Educational software, a $2 billion-a-year industry that has become the darling of school systems across the country, has no significant impact on student performance, according to a study by the U.S. Department of Education.
The long-awaited report amounts to a rebuke of educational technology, a business whose growth has been spurred by schools desperate for ways to meet the testing mandates of President Bush's No Child Left Behind law.
The technology — ranging from snazzy video-game-like programs played on Sony PlayStations to more rigorous drilling exercises used on computers — has been embraced by low-performing schools as an easy way to boost student test scores.
But the industry has also been plagued by doubts over the technology's effectiveness as well as high-profile bribery scandals, including one that led to the resignation of the Prince George's County schools chief in 2005.
The study, released last night, is expected to further inflame the debate about education technology on Capitol Hill as lawmakers consider whether to renew No Child Left Behind this year.
"We are concerned that the technology that we have today isn't being utilized as effectively as it can be to raise student achievement," said Katherine McLane, spokeswoman for the Department of Education.
Industry officials played down the study and attributed most of the problems to poor training and execution of the programs in classrooms. Mark Schneiderman, director of education policy at the Software and Information Industry Association, said that other research trials have proven that the technology works, although he said that those trials were not as large or rigorous as the federal government's.

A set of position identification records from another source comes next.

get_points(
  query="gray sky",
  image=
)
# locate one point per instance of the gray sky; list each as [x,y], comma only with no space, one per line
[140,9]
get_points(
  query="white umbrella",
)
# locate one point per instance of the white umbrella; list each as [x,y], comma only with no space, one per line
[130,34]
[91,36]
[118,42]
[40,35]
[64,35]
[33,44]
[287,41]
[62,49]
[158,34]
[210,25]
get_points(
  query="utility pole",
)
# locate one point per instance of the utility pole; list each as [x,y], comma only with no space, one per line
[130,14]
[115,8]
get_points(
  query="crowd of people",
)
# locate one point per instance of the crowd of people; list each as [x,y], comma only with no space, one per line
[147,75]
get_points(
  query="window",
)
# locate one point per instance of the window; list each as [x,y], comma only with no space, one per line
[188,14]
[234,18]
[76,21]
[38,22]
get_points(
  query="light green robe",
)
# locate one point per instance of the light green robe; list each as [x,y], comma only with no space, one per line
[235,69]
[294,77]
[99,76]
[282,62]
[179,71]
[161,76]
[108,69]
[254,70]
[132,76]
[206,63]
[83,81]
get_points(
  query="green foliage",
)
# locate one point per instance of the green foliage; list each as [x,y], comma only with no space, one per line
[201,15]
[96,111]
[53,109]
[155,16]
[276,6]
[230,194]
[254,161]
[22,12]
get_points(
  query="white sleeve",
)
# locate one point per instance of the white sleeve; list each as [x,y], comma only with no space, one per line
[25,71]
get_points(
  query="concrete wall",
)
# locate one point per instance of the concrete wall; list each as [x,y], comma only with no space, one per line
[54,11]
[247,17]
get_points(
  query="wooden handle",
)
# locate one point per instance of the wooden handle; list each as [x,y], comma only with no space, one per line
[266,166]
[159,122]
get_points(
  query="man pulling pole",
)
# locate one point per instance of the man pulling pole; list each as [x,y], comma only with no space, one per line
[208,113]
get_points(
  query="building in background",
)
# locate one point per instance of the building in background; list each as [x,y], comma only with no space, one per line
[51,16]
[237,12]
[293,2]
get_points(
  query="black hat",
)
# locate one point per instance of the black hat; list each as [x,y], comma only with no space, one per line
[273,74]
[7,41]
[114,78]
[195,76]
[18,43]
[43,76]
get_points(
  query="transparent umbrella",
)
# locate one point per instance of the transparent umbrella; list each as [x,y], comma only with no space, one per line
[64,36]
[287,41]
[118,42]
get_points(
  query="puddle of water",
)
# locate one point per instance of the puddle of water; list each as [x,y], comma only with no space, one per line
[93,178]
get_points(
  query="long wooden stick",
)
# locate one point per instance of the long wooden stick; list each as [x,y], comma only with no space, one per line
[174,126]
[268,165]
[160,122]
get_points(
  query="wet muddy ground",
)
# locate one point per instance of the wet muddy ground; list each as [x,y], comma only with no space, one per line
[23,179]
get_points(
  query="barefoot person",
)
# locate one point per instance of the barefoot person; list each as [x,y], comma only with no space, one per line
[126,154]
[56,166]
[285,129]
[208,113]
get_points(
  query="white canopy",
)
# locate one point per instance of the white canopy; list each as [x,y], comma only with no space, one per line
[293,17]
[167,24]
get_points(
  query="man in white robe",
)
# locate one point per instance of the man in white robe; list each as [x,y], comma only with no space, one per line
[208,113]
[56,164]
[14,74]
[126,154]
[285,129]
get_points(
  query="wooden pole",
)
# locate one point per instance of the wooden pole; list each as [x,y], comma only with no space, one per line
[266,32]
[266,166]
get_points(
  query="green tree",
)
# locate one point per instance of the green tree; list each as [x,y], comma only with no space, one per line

"This may sound flip or like we're making excuses, but the fact is that technology is only one part of it, and the implementation of the technology is critical to success," said Schneiderman, whose group represents 150 companies that produce educational software. "We need to take every study with a grain of a salt and look at the overall body of work."
No significant impact
The study, mandated by Congress when it passed No Child Left Behind in 2002, evaluated 15 reading and math products used by 9,424 students in 132 schools across the country during the 2004-05 school year. It is the largest study that has compared students who received the technology with those who did not, as measured by their scores on standardized tests. There were no statistically significant differences between students who used software and those who did not.
In classrooms, the programs — such as "iLearn Math" and "Achieve Now" — are used in different ways, depending on teachers. Some educators use the software as a supplemental tool to drill students in particular lessons; others use it instead of textbooks to teach entire lessons.
Backers say the technology better engages students by giving them individualized instruction and prepares them for a technology-filled world. Schools use the software to teach almost every subject, although the federal study looked only at math and reading programs.
In the Washington region, the debate over educational software raged most prominently in Prince George's, where Superintendent Andre J. Hornsby resigned and was indicted on suspicion of arranging for the school system to buy $1 million worth of software from LeapFrog SchoolHouse, where his then-girlfriend was a saleswoman. The indictment says that he demanded and received kickbacks. The schools have not made any major software program purchases since.
County Superintendent John E. Deasy said the programs aren't magic bullets. "No technology adds value by itself," he said. "Just employing software is not likely to lift test scores for students."
Industry supporters' fears
Nationally, perhaps no school system better represents the fears of industry supporters than that of Los Angeles, which spent $50 million in 2001 to buy Waterford Early Reading, distributed by software giant Pearson Digital Learning.
Ronni Ephraim, a chief instructional officer for the district, said the company gave presentations that described how successful the program was for other schools. Los Angeles school administrators soon began praising it.
"Teachers loved it. Kids loved it," Ephraim said. "Waterford gave us data from their tests that showed it was working. Everyone said, 'Oh my God! The kids are doing so well.' "
But a school district evaluation found that students using Waterford were not scoring better on standardized tests than those not using it. "I'm so embarrassed to admit this," Ephraim said, "but when we heard the results we said, 'This can't be true.' "
The Los Angeles system dropped the program from its regular classes but sometimes uses it for individual students. Ephraim said she blamed the school system, because teachers were not prepared or properly trained to use the technology.
Software still holds promise?
Nonetheless, some experts said the software holds promise. Elliot Soloway, professor of educational technology at the University of Michigan, said that teachers need to be better trained and that administrators need to wait more than one year to see results. He said he worried that the study would scare off school districts.
"This is the last thing that we need now," he said. "It is the poor kids who will suffer, because it is their schools who will not get technology because of this study."
To persuade companies to participate in the study, researchers promised not to report the performances of particular programs. Among the businesses whose products were in the study were LeapFrog SchoolHouse, PLATO Learning, Scholastic Inc. and Pearson. (The Washington Post Co. owns Kaplan, a test preparation company that sells education software. Kaplan applied to be in the study but was not included.)
Although some of the companies are now criticizing the report, many were initially eager to be studied and praised researchers.
"We are proud to be the largest commercial supporter of this important study of the effectiveness of using technology in the classroom," said John Murray, president and chief executive of PLATO, in 2004.